Quedó fascinado con la diversidad de gente que allí encontró. Unos eran académicos puros, que se dedicaban a entender problemas teóricos y otros como él, estaban interesados en las implicaciones políticas y en encontrar soluciones prácticas a problemas reales. ”Ese mundo es espectacular, es una universidad en la cual tu vas caminando y consigues premios nobel con los cuales interactúas.

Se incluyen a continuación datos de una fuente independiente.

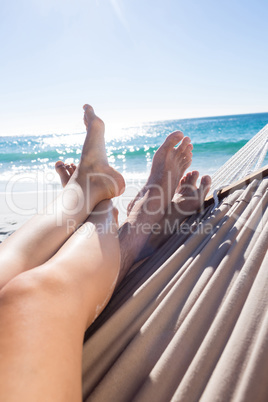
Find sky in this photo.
[0,0,268,136]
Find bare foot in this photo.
[55,161,76,187]
[67,105,125,201]
[172,170,211,217]
[118,131,193,283]
[127,131,193,215]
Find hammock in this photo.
[210,124,268,193]
[83,126,268,402]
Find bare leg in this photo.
[0,105,124,289]
[54,163,211,283]
[0,201,120,402]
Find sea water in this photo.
[0,113,268,222]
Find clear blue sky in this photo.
[0,0,268,135]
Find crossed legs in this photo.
[0,106,124,402]
[0,105,210,402]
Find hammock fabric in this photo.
[83,178,268,402]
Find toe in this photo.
[200,175,211,198]
[65,165,73,176]
[55,161,70,187]
[177,137,193,154]
[186,170,199,186]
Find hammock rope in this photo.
[210,124,268,194]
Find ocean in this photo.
[0,113,268,186]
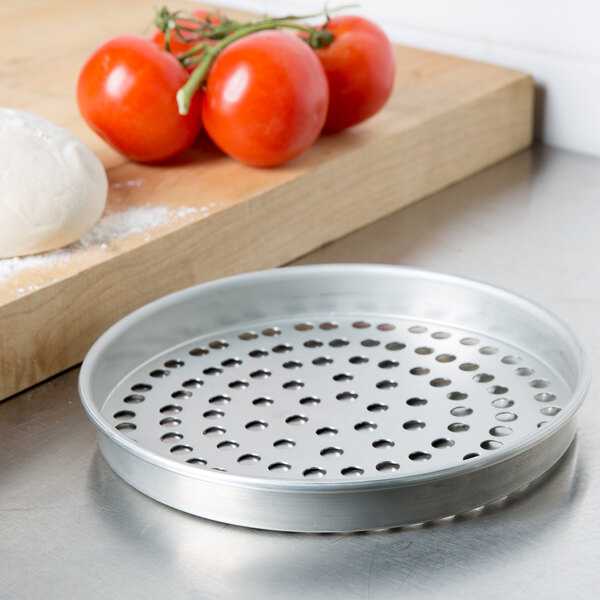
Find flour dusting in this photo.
[0,204,206,284]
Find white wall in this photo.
[208,0,600,156]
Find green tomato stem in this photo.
[177,21,333,115]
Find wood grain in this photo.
[0,0,533,398]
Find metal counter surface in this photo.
[0,148,600,600]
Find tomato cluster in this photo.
[77,11,395,167]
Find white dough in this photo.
[0,108,108,258]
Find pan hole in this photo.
[496,412,517,423]
[285,415,308,425]
[535,392,556,402]
[217,440,240,450]
[375,460,400,473]
[431,438,455,449]
[202,427,226,437]
[208,394,231,406]
[320,446,344,456]
[408,325,427,333]
[408,450,431,462]
[500,355,521,365]
[283,379,304,390]
[302,467,327,479]
[332,373,354,381]
[299,396,321,406]
[385,342,406,352]
[188,348,209,356]
[238,331,258,341]
[448,423,471,433]
[479,440,504,450]
[282,360,302,369]
[115,423,137,431]
[315,427,338,435]
[371,439,396,448]
[376,379,398,390]
[238,454,260,465]
[171,444,194,454]
[354,421,377,431]
[252,396,273,406]
[450,406,473,417]
[473,373,494,383]
[123,394,146,404]
[262,327,281,337]
[409,367,429,375]
[304,340,323,348]
[488,385,508,394]
[269,462,292,473]
[379,360,400,369]
[165,359,185,369]
[490,425,512,437]
[208,340,229,350]
[131,383,152,392]
[202,367,223,375]
[248,348,269,358]
[273,344,294,354]
[415,346,435,355]
[273,438,296,448]
[150,369,169,378]
[250,369,271,379]
[229,379,250,390]
[313,356,333,367]
[348,356,369,365]
[367,402,389,412]
[181,379,204,388]
[202,410,225,419]
[221,358,242,367]
[492,398,515,408]
[406,398,427,406]
[435,354,456,363]
[340,467,365,477]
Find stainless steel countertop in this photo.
[0,149,600,600]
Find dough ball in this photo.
[0,108,108,258]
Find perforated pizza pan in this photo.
[80,265,589,531]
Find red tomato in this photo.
[151,10,221,56]
[77,35,202,162]
[317,16,396,131]
[202,31,329,167]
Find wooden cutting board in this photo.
[0,0,533,399]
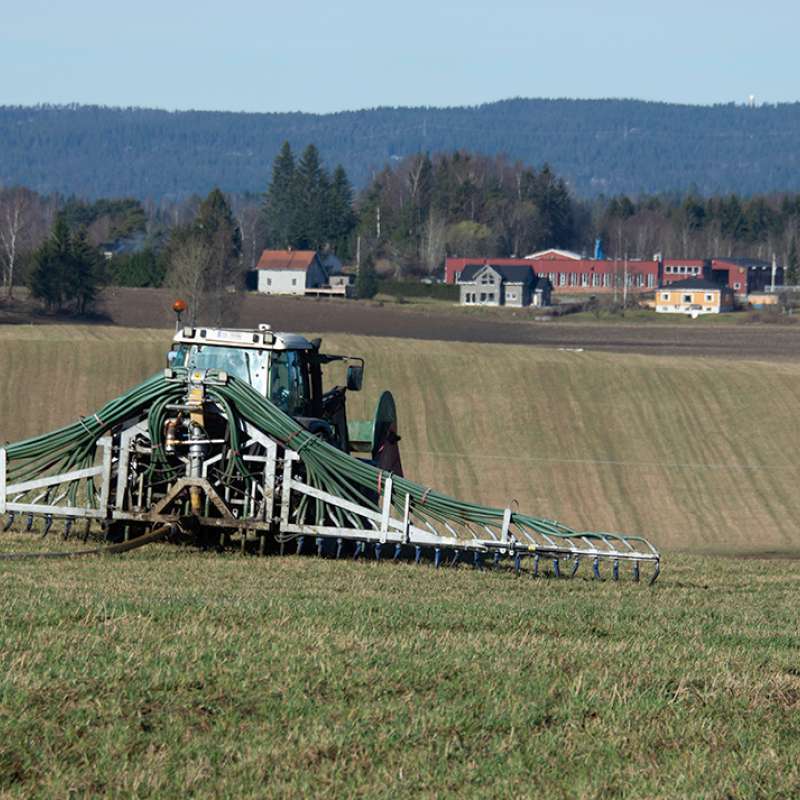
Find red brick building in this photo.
[711,258,783,297]
[661,258,712,286]
[445,255,664,294]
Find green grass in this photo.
[0,546,800,798]
[0,326,800,553]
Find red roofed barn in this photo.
[256,250,328,295]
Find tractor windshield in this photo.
[170,344,268,395]
[269,350,309,416]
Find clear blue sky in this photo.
[0,0,800,112]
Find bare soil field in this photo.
[6,288,800,360]
[0,325,800,554]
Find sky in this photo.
[0,0,800,113]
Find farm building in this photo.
[656,278,733,316]
[458,262,550,308]
[250,250,328,294]
[248,250,352,297]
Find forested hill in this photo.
[0,99,800,199]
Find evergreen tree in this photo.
[262,142,298,249]
[68,228,103,314]
[293,144,330,250]
[30,214,103,314]
[325,165,356,259]
[355,255,378,300]
[30,214,72,311]
[783,237,800,286]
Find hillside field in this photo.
[0,326,800,800]
[0,326,800,553]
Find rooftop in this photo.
[256,250,317,272]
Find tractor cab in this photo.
[168,325,400,470]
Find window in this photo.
[269,350,308,414]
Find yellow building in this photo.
[656,278,733,317]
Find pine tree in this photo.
[262,142,298,249]
[294,144,330,250]
[325,165,356,259]
[30,214,103,314]
[30,214,72,311]
[783,237,800,286]
[67,228,103,314]
[355,256,378,300]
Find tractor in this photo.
[0,303,660,582]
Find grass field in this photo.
[0,327,800,798]
[0,326,800,553]
[0,546,800,798]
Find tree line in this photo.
[0,142,800,316]
[0,98,800,198]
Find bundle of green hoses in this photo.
[6,370,644,542]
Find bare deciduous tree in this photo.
[166,237,216,325]
[0,186,35,297]
[419,212,447,274]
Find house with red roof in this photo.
[255,250,328,295]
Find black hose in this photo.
[0,525,175,561]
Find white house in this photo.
[255,250,328,295]
[458,262,550,308]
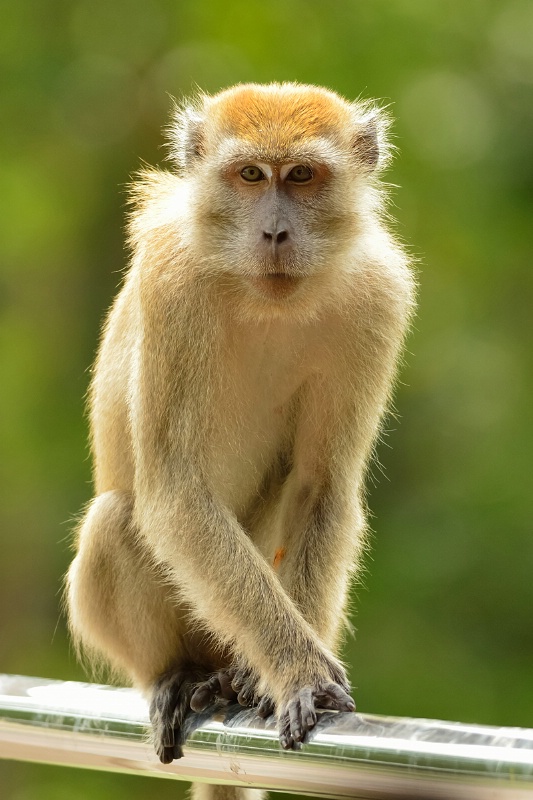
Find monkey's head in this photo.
[170,83,389,313]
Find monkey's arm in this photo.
[278,278,411,650]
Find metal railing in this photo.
[0,675,533,800]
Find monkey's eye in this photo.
[287,164,313,183]
[241,166,265,183]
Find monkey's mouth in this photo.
[252,272,302,298]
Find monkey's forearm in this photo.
[131,484,337,696]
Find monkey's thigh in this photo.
[68,491,197,688]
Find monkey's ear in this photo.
[353,108,390,172]
[168,106,204,172]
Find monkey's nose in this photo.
[263,228,289,247]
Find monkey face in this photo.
[168,84,388,316]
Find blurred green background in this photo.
[0,0,533,800]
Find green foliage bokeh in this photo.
[0,0,533,800]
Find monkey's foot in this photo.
[191,665,274,718]
[150,669,204,764]
[278,681,355,750]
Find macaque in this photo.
[67,83,414,798]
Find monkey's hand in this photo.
[191,661,274,718]
[277,665,355,750]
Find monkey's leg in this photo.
[67,492,216,763]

Yo pude conversar sobre mi tesis doctoral con algunas de las personas que más saben de economía hoy en día”. Aunque hoy recuerda con satisfacción su experiencia, reconoce que para enfrentar el exigente mundo del doctorado, “se deben sacrificar muchas noches por estudiar, y hace falta mucho esfuerzo y dedicación al tema”.

Hoy en día es profesor de Economía en la Universidad de Maryland, EE.UU, desde donde dice hacer mucho por Venezuela. “Uno puede hacer mucho bien estando fuera, allí me dedico a asegurar la admisión de estudiantes venezolanos, y también llamo a colegas en otras universidades para que atiendan sus solicitudes de admisión”.

Con preocupación académica se ha dedicado a generar interés en ciertos círculos estadounidenses sobre la situación del país, con la intención de crear un impacto sobre el mundo académico y promover la discusión sobre los problemas de la economía venezolana, porque está convencido de que “la reflexión de mentes brillantes puede aportar posibles soluciones”.

Una mente brillante

En el IESA y en el Aula Magna de la Ucab estuvo Rodríguez compartiendo reflexiones acerca de su más reciente trabajo de investigación sobre apertura comercial y crecimiento económico. En breves palabras, Rodríguez desmonta el mito que tanto el Banco Mundial y el FMI han vendido y según el cual la apertura comercial es necesaria para lograr un crecimiento económico y una economía eficiente. “Creer que una economía al abrirse a las importaciones internacionales y al reducir aranceles va a ser más eficiente, no tiene fundamento desde el punto de vista de la evidencia empírica”.

Su planteamiento, que demuestra la debilidad empírica de esa teoría, abre una discusión sobre los métodos aplicados en cuanto a apertura económica, y supone una reacción en el ámbito político “la cual creo es la mejor forma de contribuir a cambiar las cosas, simplemente generando ideas”.